According to NAMAD’s website, there existed 28,000 “ethnic minority dealerships” in the United States as of 2003. The total included 192 Porsche dealerships, 300 BMW dealerships, 169 Jaguar dealerships, 206 Lexus dealerships, and 1,372 Lincoln dealerships.
NAMAD membership costs $5,000 per year and is “limited to those persons of ethnic minority descent who currently own a dealership.”

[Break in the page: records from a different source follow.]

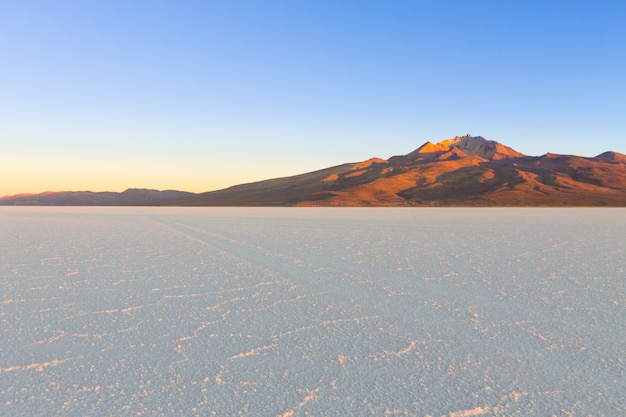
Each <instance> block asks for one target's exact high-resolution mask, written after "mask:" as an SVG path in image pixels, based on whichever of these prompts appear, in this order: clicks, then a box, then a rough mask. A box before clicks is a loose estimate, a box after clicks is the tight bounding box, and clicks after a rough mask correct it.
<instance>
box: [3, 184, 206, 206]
mask: <svg viewBox="0 0 626 417" xmlns="http://www.w3.org/2000/svg"><path fill="white" fill-rule="evenodd" d="M193 195H194V194H193V193H188V192H185V191H173V190H166V191H157V190H147V189H137V188H129V189H128V190H126V191H123V192H121V193H115V192H109V191H106V192H91V191H61V192H47V193H41V194H19V195H16V196H7V197H0V205H3V206H125V205H142V204H149V203H154V202H157V201H162V200H171V199H176V198H181V197H190V196H193Z"/></svg>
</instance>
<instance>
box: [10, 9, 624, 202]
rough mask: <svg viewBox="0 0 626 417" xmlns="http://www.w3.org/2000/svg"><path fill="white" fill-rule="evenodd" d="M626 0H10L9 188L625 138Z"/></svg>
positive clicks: (279, 166) (151, 176)
mask: <svg viewBox="0 0 626 417" xmlns="http://www.w3.org/2000/svg"><path fill="white" fill-rule="evenodd" d="M625 28H626V1H479V0H477V1H445V0H441V1H418V0H411V1H383V0H381V1H365V0H360V1H348V0H345V1H342V0H330V1H323V0H310V1H305V0H290V1H272V0H264V1H256V0H254V1H237V0H224V1H200V0H199V1H184V0H183V1H149V0H146V1H139V0H136V1H135V0H124V1H111V0H100V1H97V0H94V1H83V0H76V1H64V0H61V1H48V0H43V1H31V0H20V1H8V0H7V1H4V0H0V80H1V81H0V97H1V99H0V145H1V146H0V151H1V153H0V155H1V158H2V162H1V163H0V196H2V195H7V194H16V193H22V192H28V193H38V192H43V191H62V190H92V191H123V190H124V189H126V188H129V187H141V188H156V189H182V190H187V191H194V192H201V191H209V190H213V189H218V188H223V187H226V186H229V185H234V184H238V183H242V182H250V181H256V180H261V179H266V178H273V177H278V176H287V175H293V174H299V173H304V172H308V171H313V170H316V169H321V168H326V167H329V166H332V165H337V164H341V163H344V162H356V161H361V160H365V159H369V158H371V157H381V158H389V157H390V156H392V155H397V154H405V153H408V152H410V151H412V150H414V149H415V148H417V147H418V146H420V145H421V144H422V143H424V142H426V141H427V140H430V141H433V142H437V141H440V140H443V139H445V138H449V137H453V136H455V135H464V134H466V133H471V134H473V135H482V136H484V137H486V138H487V139H491V140H497V141H499V142H502V143H504V144H505V145H508V146H511V147H513V148H514V149H516V150H518V151H520V152H523V153H525V154H528V155H541V154H544V153H546V152H553V153H568V154H577V155H582V156H595V155H597V154H599V153H601V152H604V151H607V150H613V151H617V152H621V153H626V29H625Z"/></svg>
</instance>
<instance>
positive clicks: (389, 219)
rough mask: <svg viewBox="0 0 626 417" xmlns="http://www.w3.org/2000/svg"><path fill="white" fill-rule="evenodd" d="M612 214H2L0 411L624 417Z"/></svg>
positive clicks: (625, 389) (625, 380) (1, 259)
mask: <svg viewBox="0 0 626 417" xmlns="http://www.w3.org/2000/svg"><path fill="white" fill-rule="evenodd" d="M625 268H626V210H624V209H305V208H301V209H293V208H280V209H264V208H255V209H238V208H198V209H194V208H24V207H22V208H2V209H0V291H1V292H0V415H2V416H29V417H30V416H81V417H82V416H140V415H144V416H212V415H216V416H278V417H288V416H433V417H435V416H436V417H439V416H447V417H467V416H511V415H531V414H532V415H536V416H611V417H614V416H624V415H626V408H625V404H626V394H625V393H626V378H625V346H626V341H625V337H624V336H625V334H626V332H625V323H626V314H625V302H626V300H625V296H624V281H625V277H626V270H625Z"/></svg>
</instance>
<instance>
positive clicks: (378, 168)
mask: <svg viewBox="0 0 626 417" xmlns="http://www.w3.org/2000/svg"><path fill="white" fill-rule="evenodd" d="M72 193H77V194H72ZM80 193H82V194H80ZM125 193H126V194H125ZM168 193H169V194H168ZM57 194H58V193H52V194H47V195H37V198H35V199H34V197H33V196H30V197H19V198H12V197H8V198H7V197H4V198H0V205H9V204H12V205H145V206H148V205H152V206H401V207H407V206H408V207H413V206H418V207H419V206H620V207H621V206H626V155H623V154H620V153H618V152H613V151H607V152H603V153H601V154H599V155H597V156H595V157H581V156H576V155H560V154H552V153H546V154H544V155H542V156H527V155H524V154H522V153H520V152H518V151H516V150H515V149H513V148H510V147H508V146H505V145H503V144H501V143H500V142H496V141H492V140H487V139H485V138H483V137H482V136H471V135H469V134H468V135H465V136H456V137H454V138H451V139H445V140H443V141H440V142H437V143H433V142H426V143H424V144H423V145H421V146H420V147H418V148H417V149H415V150H414V151H412V152H409V153H408V154H405V155H396V156H392V157H390V158H389V159H388V160H385V159H381V158H371V159H368V160H366V161H362V162H354V163H345V164H341V165H337V166H333V167H329V168H323V169H320V170H317V171H312V172H307V173H303V174H299V175H294V176H289V177H282V178H272V179H266V180H262V181H256V182H251V183H247V184H239V185H234V186H232V187H228V188H224V189H221V190H216V191H209V192H205V193H197V194H195V193H187V192H183V191H171V190H169V191H156V190H143V194H142V193H140V192H139V191H137V190H136V189H135V191H133V190H132V189H129V190H126V191H125V192H123V193H117V195H112V194H116V193H91V192H66V193H65V194H63V195H57ZM72 201H74V203H72Z"/></svg>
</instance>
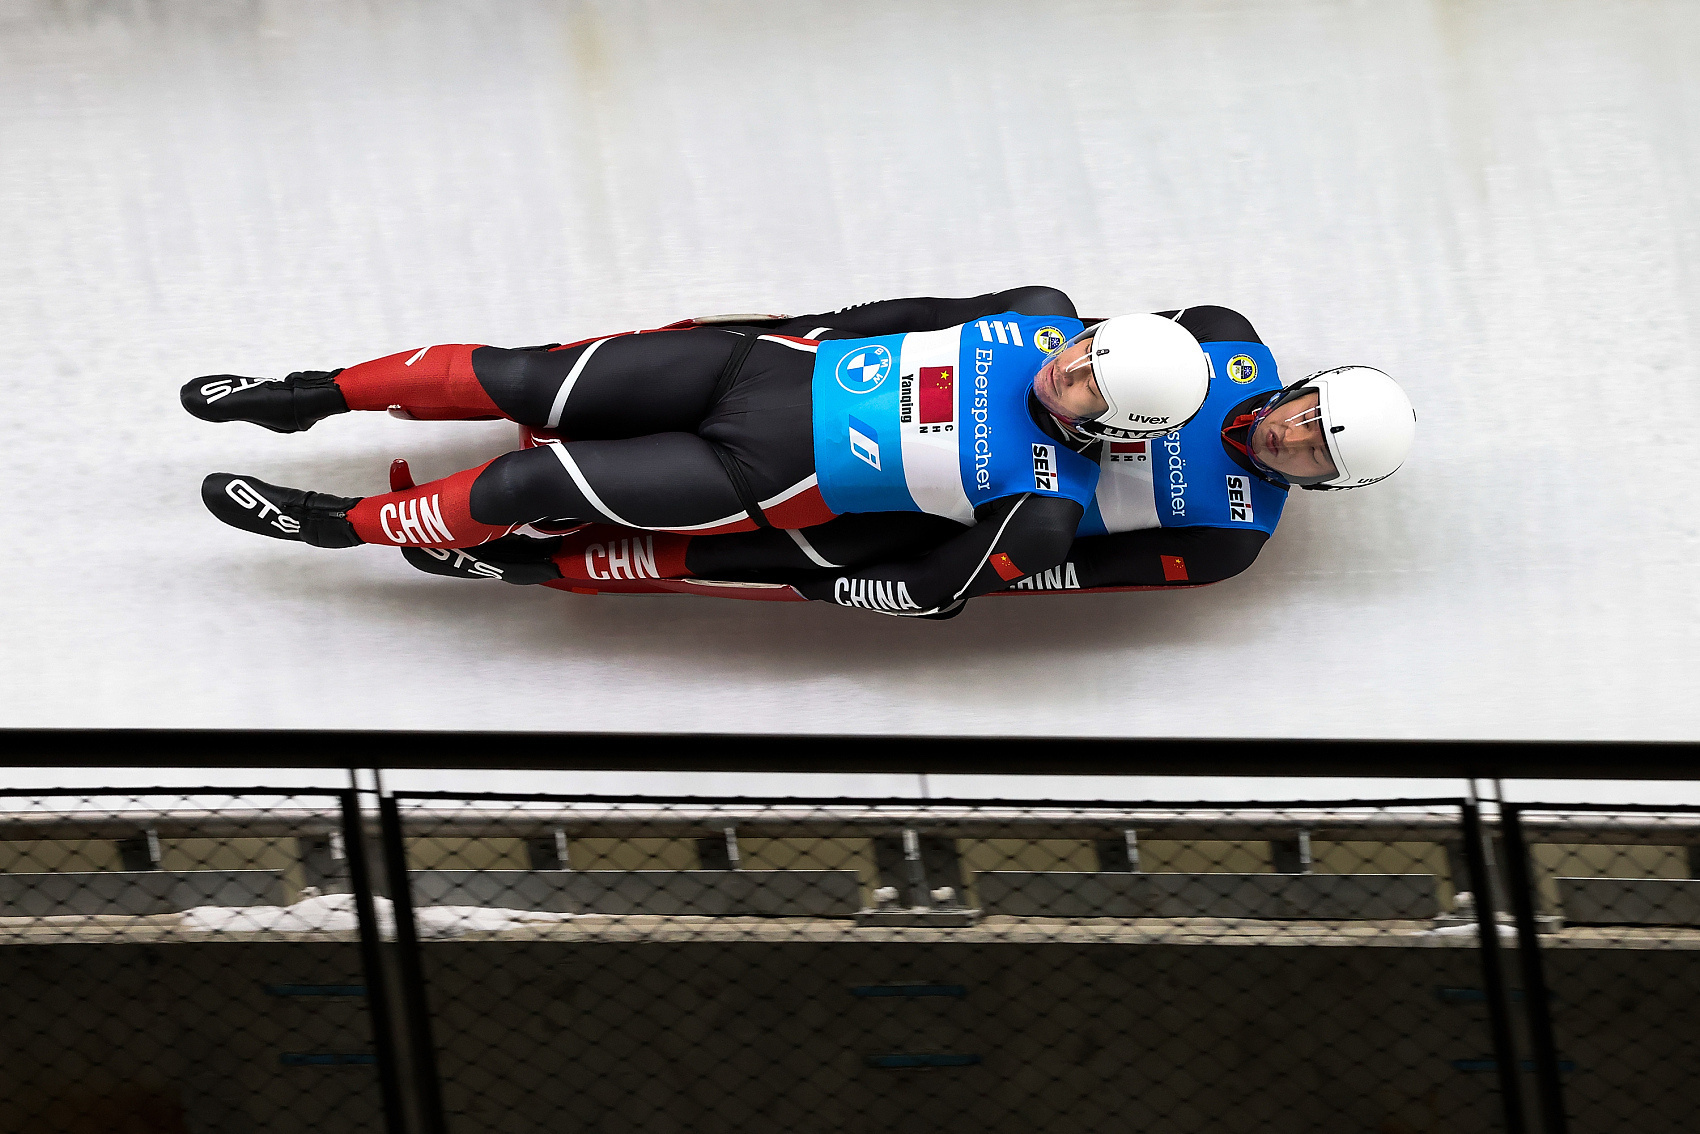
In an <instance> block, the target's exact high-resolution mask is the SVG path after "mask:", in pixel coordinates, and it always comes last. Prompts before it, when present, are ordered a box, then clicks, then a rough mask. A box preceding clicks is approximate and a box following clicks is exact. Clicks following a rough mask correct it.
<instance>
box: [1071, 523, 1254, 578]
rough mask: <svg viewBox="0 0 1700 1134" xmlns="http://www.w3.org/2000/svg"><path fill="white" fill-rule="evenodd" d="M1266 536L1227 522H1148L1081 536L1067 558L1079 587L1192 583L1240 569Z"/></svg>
mask: <svg viewBox="0 0 1700 1134" xmlns="http://www.w3.org/2000/svg"><path fill="white" fill-rule="evenodd" d="M1265 541H1268V536H1265V534H1263V532H1258V530H1249V529H1229V527H1147V529H1142V530H1137V532H1115V534H1112V536H1086V537H1083V539H1076V541H1074V547H1073V549H1071V551H1069V554H1068V558H1069V561H1073V563H1074V571H1076V573H1078V576H1080V585H1081V587H1197V585H1200V583H1217V581H1221V580H1224V578H1231V576H1234V575H1239V573H1241V571H1244V570H1246V568H1248V566H1251V563H1253V561H1255V559H1256V558H1258V553H1260V551H1263V544H1265Z"/></svg>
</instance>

It is wrong to make business decisions on the basis of race. It is a disservice to Wachovia’s shareholders and other customers who will subsidize this already-comfortable group. Wachovia should instead treat each and every customer the same, without regard to race, religion or national origin.
Of course, it was in the name of “community reinvestment” that banks made billions in subprime loans, leading to the financial meltdown and massive taxpayer bailouts. Even with the bailout of auto companies, thousands of auto dealerships are about to disappear. How many Wachovia loans will never be repaid?